I ritardi dell’Italia e le opportunità del Pnrr. I ritardi nella transizione digitale dell’Italia sono fotografati dal 18° posto, su 27 paesi Ue, nel Desi (Digital economy and society index). Nel 2021 la percentuale di individui che hanno utilizzato internet almeno una volta a settimana è stata pari all’80% (con un gap di otto punti percentuali rispetto alla media europea), solo il 40% dei cittadini ha interagito con la p.a. online (rispetto ad una media europea del 65%,) e solo il 56% delle imprese italiane era in possesso di un sito web con funzionalità avanzate.

In tale contesto, il Pnrr rientra tra i driver di accelerazione, in base alle stime di The European House-Ambrosetti gli impatti strutturali abilitati dal piano sono estremamente rilevanti e potranno ammontare, nel 2027, al +1,9% del Pil annuo e rimarranno persistenti fino al 2036, con un impatto cumulato potenziale del +13%.

In particolare, la digitalizzazione della p.a. e la maggiore produttività delle imprese, abilitata dalle tecnologie e dal digitale, potranno pesare per il +1,2% annuo del Pil, fornendo quindi un importante impulso per il rilancio e la competitività del sistema. «La trasformazione digitale offre nuove opportunità di sviluppo alle persone, alle imprese, alle istituzioni e alla società civile» osserva Alessandra Santacroce, direttore relazioni istituzionali e presidente Fondazione Ibm Italia. Ma, come si rileva dalla lettura del report, il Pnrr contribuirà a raggiungere gli obiettivi del Digital Compass 2030, ossia la bussola digitale per il decennio digitale dell’Ue, in ambito di trasformazione digitale delle imprese e digitalizzazione dei servizi pubblici ma non quelli relativi a competenze e infrastrutture digitali sicure e sostenibili. Infatti, gli analisti sottolineano che circa 25,4 miliardi di euro contribuiranno direttamente al raggiungimento dei target digitali Ue al 2030 con la quota più rilevante destinata alla trasformazione digitale delle imprese (14 miliardi), seguita dalla digitalizzazione dei servizi pubblici (7,3 miliardi) e dalle infrastrutture digitali e sostenibili (3,9 miliardi) mentre solo 200 milioni sono allocati alle competenze.
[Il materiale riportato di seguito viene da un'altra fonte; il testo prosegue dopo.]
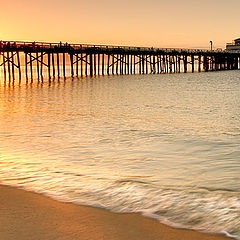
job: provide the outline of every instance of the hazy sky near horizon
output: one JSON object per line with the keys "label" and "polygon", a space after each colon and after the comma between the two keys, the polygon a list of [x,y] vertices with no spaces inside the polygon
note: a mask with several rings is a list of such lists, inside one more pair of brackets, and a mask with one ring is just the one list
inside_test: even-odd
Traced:
{"label": "hazy sky near horizon", "polygon": [[225,47],[240,37],[239,0],[11,0],[2,40]]}

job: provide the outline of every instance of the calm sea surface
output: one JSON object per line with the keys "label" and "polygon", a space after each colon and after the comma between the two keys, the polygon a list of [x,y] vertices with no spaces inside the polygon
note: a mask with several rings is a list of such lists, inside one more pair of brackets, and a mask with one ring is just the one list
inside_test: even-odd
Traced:
{"label": "calm sea surface", "polygon": [[0,85],[0,183],[240,237],[240,71]]}

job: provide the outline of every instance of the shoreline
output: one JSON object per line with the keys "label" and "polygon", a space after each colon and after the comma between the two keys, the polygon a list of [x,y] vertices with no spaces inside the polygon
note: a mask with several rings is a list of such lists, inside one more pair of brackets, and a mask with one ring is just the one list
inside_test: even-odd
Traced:
{"label": "shoreline", "polygon": [[175,229],[137,213],[112,213],[0,185],[2,240],[227,240]]}

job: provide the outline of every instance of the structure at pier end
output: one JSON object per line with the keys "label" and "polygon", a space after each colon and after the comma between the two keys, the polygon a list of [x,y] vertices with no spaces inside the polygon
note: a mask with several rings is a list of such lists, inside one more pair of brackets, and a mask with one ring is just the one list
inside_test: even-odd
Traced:
{"label": "structure at pier end", "polygon": [[227,43],[226,50],[240,52],[240,38],[232,40],[232,43]]}

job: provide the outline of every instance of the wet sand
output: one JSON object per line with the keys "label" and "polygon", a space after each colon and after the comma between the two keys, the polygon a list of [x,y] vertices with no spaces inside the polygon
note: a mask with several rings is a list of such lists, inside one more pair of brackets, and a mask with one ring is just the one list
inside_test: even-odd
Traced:
{"label": "wet sand", "polygon": [[62,203],[0,185],[0,240],[223,240],[179,230],[140,214]]}

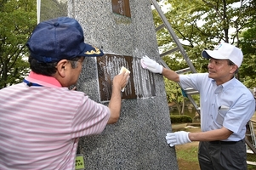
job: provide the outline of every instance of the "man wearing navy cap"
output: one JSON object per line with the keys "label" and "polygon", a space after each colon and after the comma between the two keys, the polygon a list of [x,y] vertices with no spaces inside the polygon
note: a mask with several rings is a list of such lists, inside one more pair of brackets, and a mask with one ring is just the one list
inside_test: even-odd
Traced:
{"label": "man wearing navy cap", "polygon": [[113,78],[108,106],[69,90],[84,58],[104,54],[84,42],[71,18],[39,23],[26,46],[31,71],[23,82],[0,90],[0,169],[75,169],[79,137],[118,121],[129,74]]}
{"label": "man wearing navy cap", "polygon": [[242,53],[226,42],[213,50],[203,50],[208,59],[208,73],[179,75],[143,57],[143,68],[180,82],[184,89],[200,92],[201,133],[168,133],[170,146],[200,141],[198,160],[201,169],[247,169],[246,124],[254,113],[252,93],[236,77],[242,62]]}

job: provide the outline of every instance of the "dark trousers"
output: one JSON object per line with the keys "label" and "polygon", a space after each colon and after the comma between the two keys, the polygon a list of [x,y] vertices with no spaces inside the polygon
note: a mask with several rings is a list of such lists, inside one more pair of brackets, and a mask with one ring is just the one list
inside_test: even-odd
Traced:
{"label": "dark trousers", "polygon": [[200,142],[198,161],[201,170],[247,170],[245,140]]}

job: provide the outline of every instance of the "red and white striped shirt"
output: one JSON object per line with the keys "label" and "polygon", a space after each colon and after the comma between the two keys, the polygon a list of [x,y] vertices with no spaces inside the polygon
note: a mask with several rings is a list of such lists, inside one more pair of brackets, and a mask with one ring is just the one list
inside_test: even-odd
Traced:
{"label": "red and white striped shirt", "polygon": [[74,169],[78,138],[100,133],[107,106],[31,72],[0,90],[0,169]]}

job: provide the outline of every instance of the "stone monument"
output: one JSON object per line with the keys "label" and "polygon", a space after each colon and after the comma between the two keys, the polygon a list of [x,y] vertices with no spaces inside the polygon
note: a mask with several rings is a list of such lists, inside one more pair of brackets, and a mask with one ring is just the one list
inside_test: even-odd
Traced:
{"label": "stone monument", "polygon": [[[42,3],[46,2],[49,0]],[[165,139],[171,132],[171,122],[162,76],[139,65],[144,55],[156,61],[159,59],[151,1],[54,2],[63,8],[43,8],[41,16],[47,13],[44,20],[49,14],[53,14],[50,18],[60,14],[75,18],[83,28],[85,41],[105,54],[85,59],[77,90],[107,105],[111,78],[122,66],[131,71],[118,122],[107,125],[100,135],[79,140],[77,151],[84,156],[85,169],[178,169],[175,149]]]}

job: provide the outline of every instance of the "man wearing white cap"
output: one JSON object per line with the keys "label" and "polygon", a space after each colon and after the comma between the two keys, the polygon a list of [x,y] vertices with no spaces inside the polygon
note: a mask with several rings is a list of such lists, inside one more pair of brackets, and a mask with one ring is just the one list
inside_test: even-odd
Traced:
{"label": "man wearing white cap", "polygon": [[203,50],[208,59],[208,73],[179,75],[155,60],[143,57],[141,65],[182,88],[200,92],[200,133],[168,133],[170,146],[200,141],[198,160],[201,169],[247,169],[246,124],[254,113],[252,93],[236,77],[242,61],[238,48],[221,42],[213,50]]}

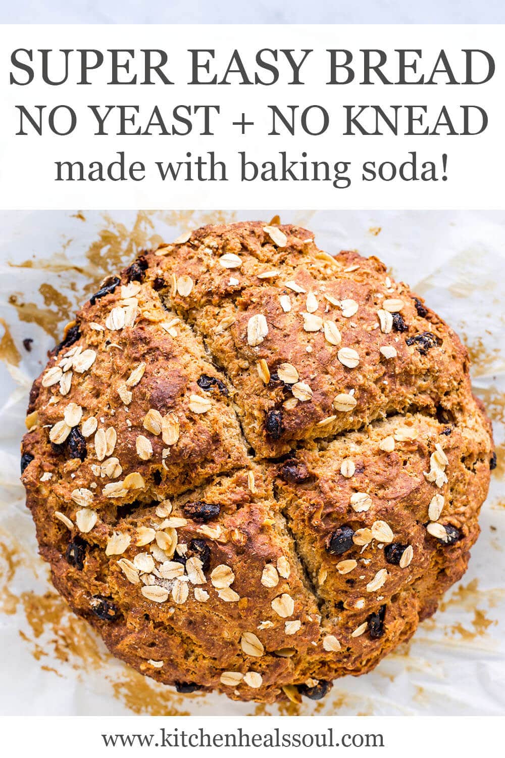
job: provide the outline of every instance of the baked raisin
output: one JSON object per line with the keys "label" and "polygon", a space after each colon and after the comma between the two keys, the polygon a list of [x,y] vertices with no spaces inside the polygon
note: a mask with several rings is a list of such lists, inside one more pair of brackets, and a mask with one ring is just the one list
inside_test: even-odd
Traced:
{"label": "baked raisin", "polygon": [[377,613],[370,613],[366,619],[368,631],[373,640],[379,640],[383,635],[385,615],[386,606],[382,606]]}
{"label": "baked raisin", "polygon": [[84,568],[84,559],[86,557],[86,543],[82,537],[76,534],[68,543],[65,559],[67,562],[71,566],[75,566],[79,571],[83,571]]}
{"label": "baked raisin", "polygon": [[98,292],[95,292],[94,295],[92,295],[89,298],[89,302],[92,305],[94,305],[97,300],[101,298],[104,297],[105,295],[108,295],[110,293],[114,292],[118,284],[120,284],[121,280],[119,277],[111,277],[106,281],[103,287],[101,287]]}
{"label": "baked raisin", "polygon": [[301,484],[311,478],[310,472],[305,464],[295,459],[283,463],[279,470],[279,475],[281,479],[291,484]]}
{"label": "baked raisin", "polygon": [[141,282],[144,279],[145,269],[148,268],[148,262],[144,255],[140,255],[136,261],[134,261],[131,266],[126,270],[126,280]]}
{"label": "baked raisin", "polygon": [[354,546],[354,532],[350,526],[341,526],[330,536],[326,550],[332,556],[341,556]]}
{"label": "baked raisin", "polygon": [[67,437],[67,447],[70,454],[70,458],[80,458],[83,461],[88,450],[86,445],[86,440],[83,437],[79,427],[72,427],[70,434]]}
{"label": "baked raisin", "polygon": [[414,337],[407,337],[405,341],[407,345],[413,345],[422,356],[426,356],[429,350],[438,345],[438,337],[431,332],[421,332]]}
{"label": "baked raisin", "polygon": [[332,687],[333,682],[326,681],[325,679],[320,679],[313,687],[307,687],[307,684],[297,684],[300,694],[311,700],[320,700],[322,697],[328,694]]}
{"label": "baked raisin", "polygon": [[267,434],[273,440],[280,440],[282,434],[282,415],[280,411],[269,411],[265,419]]}
{"label": "baked raisin", "polygon": [[58,355],[60,350],[62,350],[64,347],[70,347],[70,345],[74,343],[74,342],[77,342],[77,340],[79,340],[80,336],[81,333],[79,330],[79,324],[74,324],[73,326],[70,327],[70,328],[67,330],[64,338],[55,350],[55,353]]}
{"label": "baked raisin", "polygon": [[91,600],[91,609],[102,621],[116,621],[120,615],[117,606],[108,597],[95,595]]}
{"label": "baked raisin", "polygon": [[394,331],[407,331],[408,327],[401,313],[391,313],[393,317],[393,329]]}
{"label": "baked raisin", "polygon": [[193,539],[189,543],[191,552],[201,561],[201,568],[204,572],[209,570],[210,565],[210,548],[204,540]]}
{"label": "baked raisin", "polygon": [[24,471],[25,468],[29,463],[31,463],[33,460],[33,456],[31,453],[23,453],[21,456],[21,474]]}
{"label": "baked raisin", "polygon": [[197,379],[196,383],[200,389],[204,392],[210,392],[216,387],[222,395],[224,395],[225,397],[228,396],[228,387],[223,381],[217,379],[216,377],[210,377],[207,374],[202,374],[200,378]]}
{"label": "baked raisin", "polygon": [[423,305],[418,297],[414,298],[414,305],[421,318],[426,318],[428,315],[428,309],[426,305]]}
{"label": "baked raisin", "polygon": [[384,557],[388,563],[392,563],[393,565],[397,566],[407,547],[407,545],[402,545],[399,542],[391,542],[391,544],[386,545],[384,548]]}
{"label": "baked raisin", "polygon": [[189,692],[196,692],[197,690],[201,689],[201,685],[197,684],[195,681],[176,681],[174,684],[177,692],[181,692],[184,694],[188,694]]}
{"label": "baked raisin", "polygon": [[195,503],[186,503],[182,506],[184,515],[188,518],[199,523],[207,523],[211,518],[217,518],[220,515],[221,506],[215,503],[204,503],[203,500],[195,500]]}

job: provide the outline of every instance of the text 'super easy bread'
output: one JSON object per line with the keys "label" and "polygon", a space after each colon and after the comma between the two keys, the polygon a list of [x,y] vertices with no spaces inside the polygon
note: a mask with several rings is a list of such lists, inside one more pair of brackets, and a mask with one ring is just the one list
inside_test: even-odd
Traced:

Quindi, allo stato attuale, il Pnrr non sarà sufficiente a raggiungere gli obiettivi legati alle competenze e alle infrastrutture digitali sicure e sostenibili, con un’ampia distanza (quasi la metà rispetto al target) nei diversi indicatori.

La spinta della transizione green. Tra i fattori trasversali individuati dal rapporto per rafforzare il processo di digitalizzazione vi è la relazione con la transizione green. Le nuove tecnologie digitali rendono, infatti, possibile un efficientamento dei consumi e dei processi. In tal senso, la strategia energetica italiana di lungo periodo prevede che la generazione elettrica dovrà passare dai 288 TWh del 2018 a 600-700 TWh entro il 2050, mentre quella prodotta da fonti rinnovabili da 117 TWh a 670 TWh, e la digitalizzazione renderà possibile tale crescita nella produzione elettrica.

«La transizione energetica, e più in generale quella ecologica, è sicuramente la sfida più critica dei prossimi anni e il suo successo sarà strettamente legato anche ai processi di digitalizzazione» sostiene Alessandro Lanza, direttore esecutivo della Fondazione Eni Enrico Mattei, «le due transizioni cosiddette “gemelle”, quella energetica e quella digitale, sono del resto connesse indissolubilmente: se da un lato la crescita della produzione di energia elettrica da fonti rinnovabili e l’efficientamento dei processi produttivi richiedono una forte componente digitale, dall’altro l’adozione delle tecnologie digitali può indurre a un aumento della domanda di energia, a un impatto negativo legato all’aumento dei rifiuti elettronici, nonché alla crescita esponenziale del fabbisogno di materie prime critiche necessarie per entrambe le transizioni».

Secondo il rapporto, inoltre, lo sviluppo del processo di digitalizzazione deve garantire la sicurezza nell’uso dei dati e delle tecnologie digitali. La progressiva digitalizzazione di servizi fondamentali per le società e l’economia rende la cybersicurezza un’esigenza strategica. La transizione digitale investe ambiti cruciali come i mercati finanziari, le infrastrutture energetiche, i trasporti di massa, le forniture di acqua, oltre alle funzioni essenziali dello stato.